Scientists have developed a novel way of converting plastic into something useful that actually helps reduce plastic waste. Researchers at the University of Edinburgh have developed a new technique using which plastic can be converted to vanilla flavouring by genetically engineered E-coli bacteria. The scientists demonstrated the technique by actually converting a plastic bottle into vanillin — vanilla flavouring — by introducing E.coli to degraded plastic waste. According to the scientists, the flavouring produced would be fit for being consumed by humans. However, further tests are required before introducing the vanillin produced from plastic to human food, say scientists. With approximately 50 million tonnes of plastic waste, particularly Polyethylene terephthalate (PET) — the lightweight and strong plastic which is used in packaging and water bottles. PET is derived from crude oil and natural gas, which themselves are non-renewable sources of energy. Recycling PET produces products that continue to add to plastic waste.
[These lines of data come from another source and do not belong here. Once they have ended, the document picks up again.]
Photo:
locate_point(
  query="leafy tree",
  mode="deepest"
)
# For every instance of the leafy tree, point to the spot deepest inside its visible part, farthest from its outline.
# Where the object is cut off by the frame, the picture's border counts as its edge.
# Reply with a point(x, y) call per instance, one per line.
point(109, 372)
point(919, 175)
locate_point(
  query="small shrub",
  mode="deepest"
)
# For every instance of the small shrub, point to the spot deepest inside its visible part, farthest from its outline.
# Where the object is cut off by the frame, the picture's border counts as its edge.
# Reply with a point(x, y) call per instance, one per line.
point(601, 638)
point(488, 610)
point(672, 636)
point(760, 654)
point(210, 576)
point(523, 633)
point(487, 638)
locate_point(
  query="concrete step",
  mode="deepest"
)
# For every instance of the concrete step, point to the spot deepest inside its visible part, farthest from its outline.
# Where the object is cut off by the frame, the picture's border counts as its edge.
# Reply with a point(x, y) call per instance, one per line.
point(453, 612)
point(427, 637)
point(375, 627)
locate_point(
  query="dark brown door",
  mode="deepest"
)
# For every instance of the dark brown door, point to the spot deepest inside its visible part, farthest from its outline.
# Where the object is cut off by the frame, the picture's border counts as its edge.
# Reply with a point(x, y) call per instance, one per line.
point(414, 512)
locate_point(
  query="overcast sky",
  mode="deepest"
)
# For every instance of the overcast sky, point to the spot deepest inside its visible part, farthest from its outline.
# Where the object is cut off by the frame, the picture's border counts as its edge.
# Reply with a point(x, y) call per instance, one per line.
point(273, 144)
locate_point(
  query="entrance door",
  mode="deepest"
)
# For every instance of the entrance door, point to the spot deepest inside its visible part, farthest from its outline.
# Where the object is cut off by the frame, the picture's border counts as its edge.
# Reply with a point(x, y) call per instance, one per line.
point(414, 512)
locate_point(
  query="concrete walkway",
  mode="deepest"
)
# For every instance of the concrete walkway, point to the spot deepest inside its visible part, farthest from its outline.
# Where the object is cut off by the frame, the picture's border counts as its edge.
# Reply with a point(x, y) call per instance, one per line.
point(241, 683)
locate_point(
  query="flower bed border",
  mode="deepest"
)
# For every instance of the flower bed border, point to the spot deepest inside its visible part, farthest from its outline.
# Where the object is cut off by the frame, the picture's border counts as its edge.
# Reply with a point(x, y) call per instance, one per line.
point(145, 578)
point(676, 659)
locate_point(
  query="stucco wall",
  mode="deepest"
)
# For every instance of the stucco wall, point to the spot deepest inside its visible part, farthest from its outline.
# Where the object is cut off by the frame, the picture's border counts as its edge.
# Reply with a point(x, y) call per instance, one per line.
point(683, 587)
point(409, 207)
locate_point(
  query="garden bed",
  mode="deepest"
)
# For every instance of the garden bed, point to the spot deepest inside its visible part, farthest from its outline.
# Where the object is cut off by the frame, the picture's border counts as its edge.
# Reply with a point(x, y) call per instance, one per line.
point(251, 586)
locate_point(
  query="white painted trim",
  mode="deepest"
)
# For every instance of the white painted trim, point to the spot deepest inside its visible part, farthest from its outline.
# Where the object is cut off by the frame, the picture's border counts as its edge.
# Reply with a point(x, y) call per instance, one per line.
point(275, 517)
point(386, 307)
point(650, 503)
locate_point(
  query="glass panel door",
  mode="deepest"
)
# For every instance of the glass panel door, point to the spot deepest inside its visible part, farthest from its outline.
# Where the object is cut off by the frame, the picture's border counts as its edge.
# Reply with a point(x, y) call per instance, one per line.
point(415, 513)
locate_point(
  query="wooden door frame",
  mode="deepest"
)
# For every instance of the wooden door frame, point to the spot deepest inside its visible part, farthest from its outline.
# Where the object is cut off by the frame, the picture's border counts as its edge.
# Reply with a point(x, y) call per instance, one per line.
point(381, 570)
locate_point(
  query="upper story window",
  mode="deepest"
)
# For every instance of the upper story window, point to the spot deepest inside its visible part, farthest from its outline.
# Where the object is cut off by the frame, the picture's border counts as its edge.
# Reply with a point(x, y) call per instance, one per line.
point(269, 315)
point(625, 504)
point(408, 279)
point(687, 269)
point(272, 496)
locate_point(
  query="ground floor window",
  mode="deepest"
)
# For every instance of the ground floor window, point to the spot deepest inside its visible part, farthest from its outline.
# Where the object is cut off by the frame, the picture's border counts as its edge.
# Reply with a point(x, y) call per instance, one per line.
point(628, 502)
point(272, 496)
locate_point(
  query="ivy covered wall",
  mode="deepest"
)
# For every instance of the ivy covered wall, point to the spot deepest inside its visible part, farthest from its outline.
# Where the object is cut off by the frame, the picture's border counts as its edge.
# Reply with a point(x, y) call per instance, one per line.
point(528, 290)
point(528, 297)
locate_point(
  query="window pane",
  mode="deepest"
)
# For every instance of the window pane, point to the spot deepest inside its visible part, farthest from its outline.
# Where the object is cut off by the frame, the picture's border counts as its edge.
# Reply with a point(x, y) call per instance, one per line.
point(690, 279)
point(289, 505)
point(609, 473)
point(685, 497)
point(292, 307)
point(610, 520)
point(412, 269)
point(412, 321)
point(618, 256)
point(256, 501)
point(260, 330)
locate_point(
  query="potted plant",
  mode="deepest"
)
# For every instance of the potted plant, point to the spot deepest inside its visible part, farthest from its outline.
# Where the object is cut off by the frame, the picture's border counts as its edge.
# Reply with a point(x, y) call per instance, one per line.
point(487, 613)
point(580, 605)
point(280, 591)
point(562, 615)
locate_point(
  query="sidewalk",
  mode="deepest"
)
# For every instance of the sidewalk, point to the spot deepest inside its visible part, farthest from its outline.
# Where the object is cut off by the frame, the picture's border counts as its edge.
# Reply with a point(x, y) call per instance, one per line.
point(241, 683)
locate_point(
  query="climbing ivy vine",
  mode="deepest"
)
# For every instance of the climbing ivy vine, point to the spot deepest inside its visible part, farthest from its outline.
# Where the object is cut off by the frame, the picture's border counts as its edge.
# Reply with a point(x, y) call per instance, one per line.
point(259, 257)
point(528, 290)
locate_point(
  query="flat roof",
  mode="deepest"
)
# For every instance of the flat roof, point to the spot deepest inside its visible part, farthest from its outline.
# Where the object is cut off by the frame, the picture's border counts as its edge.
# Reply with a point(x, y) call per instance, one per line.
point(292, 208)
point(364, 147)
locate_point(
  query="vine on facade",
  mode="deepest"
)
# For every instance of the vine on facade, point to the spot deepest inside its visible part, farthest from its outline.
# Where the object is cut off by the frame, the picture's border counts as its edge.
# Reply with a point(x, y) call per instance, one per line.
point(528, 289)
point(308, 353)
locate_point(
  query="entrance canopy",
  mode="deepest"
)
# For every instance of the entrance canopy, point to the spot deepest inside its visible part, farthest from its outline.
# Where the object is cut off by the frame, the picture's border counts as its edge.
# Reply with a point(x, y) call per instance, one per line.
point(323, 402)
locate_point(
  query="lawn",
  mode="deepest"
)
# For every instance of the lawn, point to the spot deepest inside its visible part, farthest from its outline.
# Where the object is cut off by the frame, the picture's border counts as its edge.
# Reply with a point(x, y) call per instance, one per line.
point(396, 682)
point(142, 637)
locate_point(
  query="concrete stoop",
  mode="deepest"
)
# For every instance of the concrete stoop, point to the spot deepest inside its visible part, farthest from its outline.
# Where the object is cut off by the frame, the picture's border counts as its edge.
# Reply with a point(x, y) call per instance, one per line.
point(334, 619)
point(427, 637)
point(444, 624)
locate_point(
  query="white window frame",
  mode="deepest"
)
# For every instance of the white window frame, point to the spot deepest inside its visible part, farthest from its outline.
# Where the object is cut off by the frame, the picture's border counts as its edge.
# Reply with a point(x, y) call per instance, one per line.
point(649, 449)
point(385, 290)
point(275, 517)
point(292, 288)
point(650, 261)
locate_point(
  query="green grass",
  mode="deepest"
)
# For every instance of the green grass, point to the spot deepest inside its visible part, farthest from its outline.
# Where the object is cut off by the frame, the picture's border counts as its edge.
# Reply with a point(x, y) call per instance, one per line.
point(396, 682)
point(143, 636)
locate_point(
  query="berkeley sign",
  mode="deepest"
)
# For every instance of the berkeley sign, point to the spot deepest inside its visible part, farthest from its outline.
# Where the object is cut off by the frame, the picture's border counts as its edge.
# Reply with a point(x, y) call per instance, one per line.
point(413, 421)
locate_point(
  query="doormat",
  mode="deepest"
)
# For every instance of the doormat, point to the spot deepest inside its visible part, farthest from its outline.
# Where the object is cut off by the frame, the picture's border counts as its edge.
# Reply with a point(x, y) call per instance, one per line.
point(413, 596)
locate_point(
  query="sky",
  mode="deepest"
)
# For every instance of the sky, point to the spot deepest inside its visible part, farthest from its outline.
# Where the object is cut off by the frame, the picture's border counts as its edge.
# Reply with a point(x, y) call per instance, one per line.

On the other hand, the vanilla flavouring vanillin is something that is very high in demand. Widely used in food industries, cosmetics, herbicides, antifoaming agents and cleaning products, the global demand for vanillin in 2018 was more than 37,000 tonnes.
Scientists think that the newly developed technique can be a game-changer in reducing plastic waste. They see the technique as something that overhauls plastic waste as a valuable industrial chemical and has exciting implications.
“Our work challenges the perception of plastic being a problematic waste and instead demonstrates its use as a new carbon resource from which high-value products can be obtained,” says Stephen Wallace, one of the researchers of the study, in a news release by the University of Edinburgh. The study was published in Green Chemistry on June 10.
The new research adds another feather in the cap of Synthetic Biology, a modern field in which scientists redesign microorganisms to efficiently perform desired chemical processes, which makes it powerful in terms of solving real-world problems.